"You know, I -- Shelby, I don't know if anybody else in the audience -- oh, this is just going to be a blog nightmare over the next few days -- but let me just be honest and play my cards face up on the table.
"I was thinking about this just last week. I don't have a lot of African-American friends, and I think part of it is because I'm afraid that I would be in an open conversation, and I would say something that somebody would take wrong, and then it would be a nightmare."
There are obvious things to say about this comment (starting with the fact that Beck seems utterly oblivious to the possibility that he might learn something from his would-be Black friends offense about race), but I want to bracket them for now. I just want to note that Beck, if pressed, probably would not admit that this is a racist action on his part. He's not not friends with Blacks because they're Black, he's not friends because he doesn't want to hang with people who will make him feel uncomfortable (which just happens to track being Black). Obviously, this is quite transparent to the folks observing at home. But it does show the infinite malleability of "color-blindness" to justify nearly any racial inequity (and it's been serving in that capacity since Jim Crow).

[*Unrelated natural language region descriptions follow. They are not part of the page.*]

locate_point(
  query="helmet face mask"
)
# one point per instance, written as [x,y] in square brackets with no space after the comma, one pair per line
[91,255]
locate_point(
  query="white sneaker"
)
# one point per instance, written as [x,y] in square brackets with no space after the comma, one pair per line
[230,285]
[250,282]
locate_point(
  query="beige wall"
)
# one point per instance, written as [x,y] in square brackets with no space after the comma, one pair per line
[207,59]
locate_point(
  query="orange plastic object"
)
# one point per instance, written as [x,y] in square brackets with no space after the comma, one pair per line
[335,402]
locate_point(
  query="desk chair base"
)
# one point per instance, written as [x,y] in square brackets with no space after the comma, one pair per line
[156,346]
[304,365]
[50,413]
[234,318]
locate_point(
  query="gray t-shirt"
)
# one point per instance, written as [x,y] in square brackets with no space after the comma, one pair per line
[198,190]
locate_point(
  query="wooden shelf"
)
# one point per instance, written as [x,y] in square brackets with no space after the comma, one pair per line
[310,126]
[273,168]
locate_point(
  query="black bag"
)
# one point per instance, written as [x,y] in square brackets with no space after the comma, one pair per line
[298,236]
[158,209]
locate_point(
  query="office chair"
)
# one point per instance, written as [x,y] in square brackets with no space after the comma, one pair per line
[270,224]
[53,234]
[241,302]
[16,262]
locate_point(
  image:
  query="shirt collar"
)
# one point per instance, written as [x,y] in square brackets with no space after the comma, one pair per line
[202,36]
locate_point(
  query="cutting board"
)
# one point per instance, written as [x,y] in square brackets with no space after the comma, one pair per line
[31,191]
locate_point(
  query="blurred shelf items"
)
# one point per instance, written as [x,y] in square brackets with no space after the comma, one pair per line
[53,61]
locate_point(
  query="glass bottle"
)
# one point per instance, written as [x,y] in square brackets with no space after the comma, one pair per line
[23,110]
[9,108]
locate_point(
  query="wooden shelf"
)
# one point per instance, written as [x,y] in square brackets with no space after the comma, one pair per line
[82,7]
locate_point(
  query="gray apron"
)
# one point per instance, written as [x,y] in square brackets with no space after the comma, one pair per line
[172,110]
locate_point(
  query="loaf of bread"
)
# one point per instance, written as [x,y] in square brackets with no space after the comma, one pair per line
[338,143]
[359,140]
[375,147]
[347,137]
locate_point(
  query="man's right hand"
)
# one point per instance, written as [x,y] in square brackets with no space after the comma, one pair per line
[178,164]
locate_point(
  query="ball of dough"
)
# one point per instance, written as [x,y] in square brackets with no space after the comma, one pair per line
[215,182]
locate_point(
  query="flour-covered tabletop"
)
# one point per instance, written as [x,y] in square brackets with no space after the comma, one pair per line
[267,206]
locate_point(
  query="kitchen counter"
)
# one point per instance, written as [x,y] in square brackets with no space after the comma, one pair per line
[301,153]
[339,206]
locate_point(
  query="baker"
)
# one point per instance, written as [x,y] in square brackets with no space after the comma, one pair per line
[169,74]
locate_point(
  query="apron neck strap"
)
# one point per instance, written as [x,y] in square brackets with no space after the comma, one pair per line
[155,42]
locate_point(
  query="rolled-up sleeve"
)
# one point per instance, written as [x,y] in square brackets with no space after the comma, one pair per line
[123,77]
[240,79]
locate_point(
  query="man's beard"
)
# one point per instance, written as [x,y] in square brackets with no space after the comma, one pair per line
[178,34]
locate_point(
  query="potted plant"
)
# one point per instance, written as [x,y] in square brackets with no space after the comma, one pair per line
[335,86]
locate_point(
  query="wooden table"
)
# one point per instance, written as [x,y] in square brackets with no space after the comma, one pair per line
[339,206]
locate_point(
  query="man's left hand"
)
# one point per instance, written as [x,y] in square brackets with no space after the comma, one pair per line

Is Beck's instinct shared by many White Americans, who also seem unreasonably skittish about interacting with Blacks because they're afraid they'll screw up and get tarred with the label, "racist"? Yes, I believe it is, and I believe it is something that needs to be addressed seriously and remedied (rather than simply chided from afar). But that won't happen as long as we delude ourselves into thinking that it is "color-blind" thinking on the part of White Americans. It isn't, and it can't be treated that way.